Het radicale perspectief van het Antropoceen, zo waarschuwt de Franse milieufilosoof Virginie Maris in Het wilde deel van de wereld, kan verhelderend zijn, maar het gezichtspunt van zo’n analyse ligt buiten de aarde, alsof wij niet zelf deel van het probleem zijn. Hierdoor gaan mensen zoeken naar grootschalige technologische oplossingen, terwijl de dreiging omvattender is en eerder te maken heeft met onszelf, met onze kennis en onze manier van de wereld ervaren.
Ook de schrijfster, filosoof en kunstenaar Eva Meijer wijst op de valse hoop van zulke technologische oplossingen, al stelt ze in Vuursteen dat sommige ‘antropoceendenkers’ gelukkig wel begrijpen dat voor verandering andere kennis nodig is, niet-westerse kennis en ‘die van dieren, paddenstoelen of bomen.’
Wie in de lach schiet omdat dit wel heel zweverig klinkt vergist zich.
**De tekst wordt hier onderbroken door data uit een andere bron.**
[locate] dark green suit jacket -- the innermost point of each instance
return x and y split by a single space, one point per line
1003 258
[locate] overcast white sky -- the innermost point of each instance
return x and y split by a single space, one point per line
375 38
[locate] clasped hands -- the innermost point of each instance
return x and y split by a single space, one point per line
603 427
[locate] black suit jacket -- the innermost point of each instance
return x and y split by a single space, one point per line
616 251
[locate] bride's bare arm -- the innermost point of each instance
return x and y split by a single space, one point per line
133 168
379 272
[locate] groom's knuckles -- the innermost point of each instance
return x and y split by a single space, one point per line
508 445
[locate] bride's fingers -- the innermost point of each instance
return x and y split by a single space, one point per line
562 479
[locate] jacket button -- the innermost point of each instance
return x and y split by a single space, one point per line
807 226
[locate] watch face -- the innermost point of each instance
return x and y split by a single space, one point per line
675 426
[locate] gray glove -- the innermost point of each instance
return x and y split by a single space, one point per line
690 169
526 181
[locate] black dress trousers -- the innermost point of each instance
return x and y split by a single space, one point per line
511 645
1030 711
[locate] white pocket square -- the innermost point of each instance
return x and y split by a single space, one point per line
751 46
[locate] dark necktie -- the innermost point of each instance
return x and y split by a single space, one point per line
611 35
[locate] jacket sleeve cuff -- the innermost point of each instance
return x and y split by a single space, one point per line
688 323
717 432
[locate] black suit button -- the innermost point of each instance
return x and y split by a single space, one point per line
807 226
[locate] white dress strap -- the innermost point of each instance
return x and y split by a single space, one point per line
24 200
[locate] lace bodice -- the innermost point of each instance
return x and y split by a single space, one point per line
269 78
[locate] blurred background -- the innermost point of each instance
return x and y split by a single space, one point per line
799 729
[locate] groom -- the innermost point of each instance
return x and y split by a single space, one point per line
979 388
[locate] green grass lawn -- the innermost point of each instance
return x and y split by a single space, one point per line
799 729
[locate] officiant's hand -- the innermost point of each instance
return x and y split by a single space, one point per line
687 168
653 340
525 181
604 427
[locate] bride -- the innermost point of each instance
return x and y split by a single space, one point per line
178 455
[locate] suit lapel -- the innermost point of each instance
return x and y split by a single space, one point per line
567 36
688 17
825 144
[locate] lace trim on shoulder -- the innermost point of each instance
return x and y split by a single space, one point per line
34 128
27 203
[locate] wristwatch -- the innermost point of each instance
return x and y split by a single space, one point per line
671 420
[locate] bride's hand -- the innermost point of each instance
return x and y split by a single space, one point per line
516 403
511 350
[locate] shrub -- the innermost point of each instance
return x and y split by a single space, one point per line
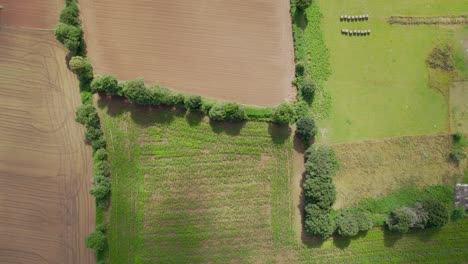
320 161
217 112
100 155
458 213
102 168
364 221
105 84
303 4
206 106
346 224
318 222
401 219
193 102
82 68
284 113
440 58
70 36
301 109
437 212
96 241
92 133
227 111
320 191
457 155
98 144
101 189
300 69
307 89
136 91
70 14
306 129
87 115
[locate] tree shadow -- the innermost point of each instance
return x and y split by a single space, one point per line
279 132
230 128
194 118
300 19
390 238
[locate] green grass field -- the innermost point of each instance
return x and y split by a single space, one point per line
379 83
187 191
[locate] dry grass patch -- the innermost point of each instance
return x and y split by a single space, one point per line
377 168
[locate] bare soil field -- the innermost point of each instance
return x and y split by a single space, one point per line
376 168
230 50
30 13
45 166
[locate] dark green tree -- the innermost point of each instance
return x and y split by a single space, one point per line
284 114
306 129
193 102
105 84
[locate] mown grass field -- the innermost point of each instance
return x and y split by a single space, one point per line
187 191
379 83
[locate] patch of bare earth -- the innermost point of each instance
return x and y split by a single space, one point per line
45 166
230 50
376 168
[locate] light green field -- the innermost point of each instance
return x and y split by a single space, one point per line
187 191
379 83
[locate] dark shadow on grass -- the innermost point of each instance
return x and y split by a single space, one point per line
194 118
279 132
390 238
230 128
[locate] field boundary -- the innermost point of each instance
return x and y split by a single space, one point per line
437 20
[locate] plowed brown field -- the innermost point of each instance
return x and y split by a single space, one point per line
231 50
45 166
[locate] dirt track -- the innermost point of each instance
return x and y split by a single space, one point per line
45 167
233 50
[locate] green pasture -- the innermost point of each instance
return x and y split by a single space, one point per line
379 83
185 190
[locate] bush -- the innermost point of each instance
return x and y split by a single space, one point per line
364 221
458 213
318 222
346 224
227 111
306 129
320 191
96 241
101 189
105 84
102 168
82 68
300 69
206 106
70 14
438 213
70 36
457 155
307 89
303 4
136 91
92 134
100 155
320 161
401 219
284 113
217 112
193 102
87 115
98 144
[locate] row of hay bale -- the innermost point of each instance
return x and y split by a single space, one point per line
355 32
354 18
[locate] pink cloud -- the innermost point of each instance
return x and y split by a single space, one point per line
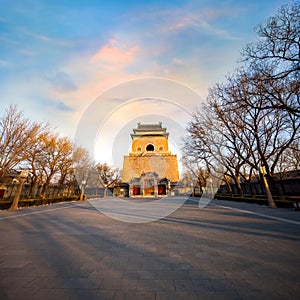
115 54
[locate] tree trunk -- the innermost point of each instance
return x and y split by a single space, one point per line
15 203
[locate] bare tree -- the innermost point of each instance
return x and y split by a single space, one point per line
276 57
108 176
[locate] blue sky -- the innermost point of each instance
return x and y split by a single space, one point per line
56 57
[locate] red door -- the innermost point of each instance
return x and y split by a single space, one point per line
136 190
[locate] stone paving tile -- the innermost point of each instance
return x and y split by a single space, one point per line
172 274
123 284
213 253
139 274
155 285
216 295
106 273
183 285
132 295
178 295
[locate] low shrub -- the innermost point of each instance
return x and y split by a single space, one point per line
260 201
5 204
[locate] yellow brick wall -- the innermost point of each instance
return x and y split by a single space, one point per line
163 165
142 142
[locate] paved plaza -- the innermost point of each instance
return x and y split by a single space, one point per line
223 251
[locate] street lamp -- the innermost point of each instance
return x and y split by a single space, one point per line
268 192
83 183
22 177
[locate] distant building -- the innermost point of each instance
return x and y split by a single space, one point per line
150 169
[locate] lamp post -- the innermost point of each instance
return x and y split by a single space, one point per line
83 183
22 177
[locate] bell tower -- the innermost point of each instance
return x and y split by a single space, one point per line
150 154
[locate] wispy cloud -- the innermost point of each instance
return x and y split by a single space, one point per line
56 105
114 53
62 82
48 39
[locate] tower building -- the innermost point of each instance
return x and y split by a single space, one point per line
150 168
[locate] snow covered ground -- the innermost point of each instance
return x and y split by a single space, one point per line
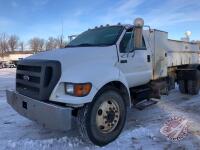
142 130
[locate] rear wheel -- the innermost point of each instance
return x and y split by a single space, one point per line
102 121
183 86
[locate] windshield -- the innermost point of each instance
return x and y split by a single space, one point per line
103 36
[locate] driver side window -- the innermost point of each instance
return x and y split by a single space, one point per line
126 42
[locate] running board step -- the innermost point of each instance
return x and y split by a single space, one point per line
146 103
Veel boeken over de natuur bewandelen precies dit spoor en het is geen toeval dat de Maand van de Filosofie de natuur dit jaar centraal heeft gesteld. Eva Meijers opstel doet verslag van een week op Vlieland met haar metgezel, de hond Doris. Ze doorspekt haar wel erg associatieve relaas met herinneringen en beschouwingen in de trant van Jean Jacques Rousseau’s Overpeinzingen van een eenzame wandelaar (1782). Vuursteen opent sterk met een beschrijving van zeepokken, de piepkleine witte schelpjes op rotsen en golfbrekers waar ik mijn knieën en voeten altijd aan open haal. Daarin blijkt een aandoenlijk soort kreeftje te wonen.
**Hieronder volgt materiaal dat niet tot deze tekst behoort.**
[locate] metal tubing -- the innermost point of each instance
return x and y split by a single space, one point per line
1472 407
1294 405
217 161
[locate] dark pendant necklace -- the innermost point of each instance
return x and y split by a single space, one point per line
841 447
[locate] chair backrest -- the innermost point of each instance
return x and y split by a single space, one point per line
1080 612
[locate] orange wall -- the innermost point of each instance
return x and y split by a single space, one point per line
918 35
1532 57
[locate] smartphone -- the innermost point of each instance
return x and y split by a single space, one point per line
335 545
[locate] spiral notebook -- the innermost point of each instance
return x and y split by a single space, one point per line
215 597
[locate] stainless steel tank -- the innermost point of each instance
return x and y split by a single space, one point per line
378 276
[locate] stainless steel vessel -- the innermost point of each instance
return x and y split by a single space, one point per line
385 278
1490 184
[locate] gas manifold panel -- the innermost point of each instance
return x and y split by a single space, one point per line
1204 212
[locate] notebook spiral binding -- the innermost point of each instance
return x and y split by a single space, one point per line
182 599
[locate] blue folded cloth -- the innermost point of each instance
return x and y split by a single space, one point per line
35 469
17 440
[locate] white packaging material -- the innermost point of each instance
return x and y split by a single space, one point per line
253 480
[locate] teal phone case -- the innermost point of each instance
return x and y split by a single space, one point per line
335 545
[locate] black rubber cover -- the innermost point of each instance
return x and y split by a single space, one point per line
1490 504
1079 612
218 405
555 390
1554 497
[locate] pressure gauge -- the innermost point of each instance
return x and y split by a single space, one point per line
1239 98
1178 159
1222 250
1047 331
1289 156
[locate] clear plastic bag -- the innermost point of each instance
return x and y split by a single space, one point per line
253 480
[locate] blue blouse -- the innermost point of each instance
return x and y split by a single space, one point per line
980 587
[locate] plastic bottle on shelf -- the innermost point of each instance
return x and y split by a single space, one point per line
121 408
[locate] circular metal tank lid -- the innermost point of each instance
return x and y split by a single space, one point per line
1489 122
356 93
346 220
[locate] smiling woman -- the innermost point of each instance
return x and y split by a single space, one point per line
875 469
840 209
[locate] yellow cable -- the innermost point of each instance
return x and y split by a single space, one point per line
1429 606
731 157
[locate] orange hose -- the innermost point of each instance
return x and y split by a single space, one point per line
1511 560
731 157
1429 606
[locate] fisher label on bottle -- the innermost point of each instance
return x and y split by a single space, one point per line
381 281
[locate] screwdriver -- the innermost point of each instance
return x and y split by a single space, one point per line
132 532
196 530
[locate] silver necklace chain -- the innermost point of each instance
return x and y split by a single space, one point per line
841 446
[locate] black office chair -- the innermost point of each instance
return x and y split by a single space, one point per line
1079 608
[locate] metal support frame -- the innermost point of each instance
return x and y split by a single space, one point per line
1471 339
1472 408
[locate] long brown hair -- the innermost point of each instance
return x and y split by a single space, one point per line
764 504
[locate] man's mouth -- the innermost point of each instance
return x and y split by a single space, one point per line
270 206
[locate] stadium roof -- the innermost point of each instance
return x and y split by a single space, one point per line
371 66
Toch moet Meijer weinig van de ‘natuur’ hebben. De filosoof Donna Haraway heeft immers al laten zien hoe misleidend dit begrip is, omdat het tegenover menselijke cultuur wordt afgezet terwijl ze nooit goed te scheiden zijn, zoals ook Virginie Maris uitlegt. Is menselijk handelen niet altijd een warboel van aangeboren eigenschappen, natuurlijke omstandigheden en aangeleerd gedrag en hebben dieren niet evenzeer zoiets als cultuur? Haraway ondermijnt allerlei grenzen: tussen mens, dier, sekse, machine en organismen.
Maar de meest besproken grensoverschrijding is die tussen mens en dier, al ligt het begin ervan al bij Darwin. Zowel Eva Meijer als Maarten Reesinks verhelderend overzicht Dierenmens. De band tussen ons en andere dieren verzetten zich tegen de menselijke superioriteit waar dieren op grote schaal slachtoffer van worden. Hebben dieren dan geen gevoel, geen taal, geen rituelen? Of moreel besef, zoals blijkt uit het beroemde Youtube filmpje van dierenonderzoeker Frans de Waal, waarin een aap woedend wordt omdat zijn buurman met een druif wordt beloond voor het overhandigen van een steen, terwijl hij voor dezelfde prestatie slechts een waterig stukje komkommer krijgt?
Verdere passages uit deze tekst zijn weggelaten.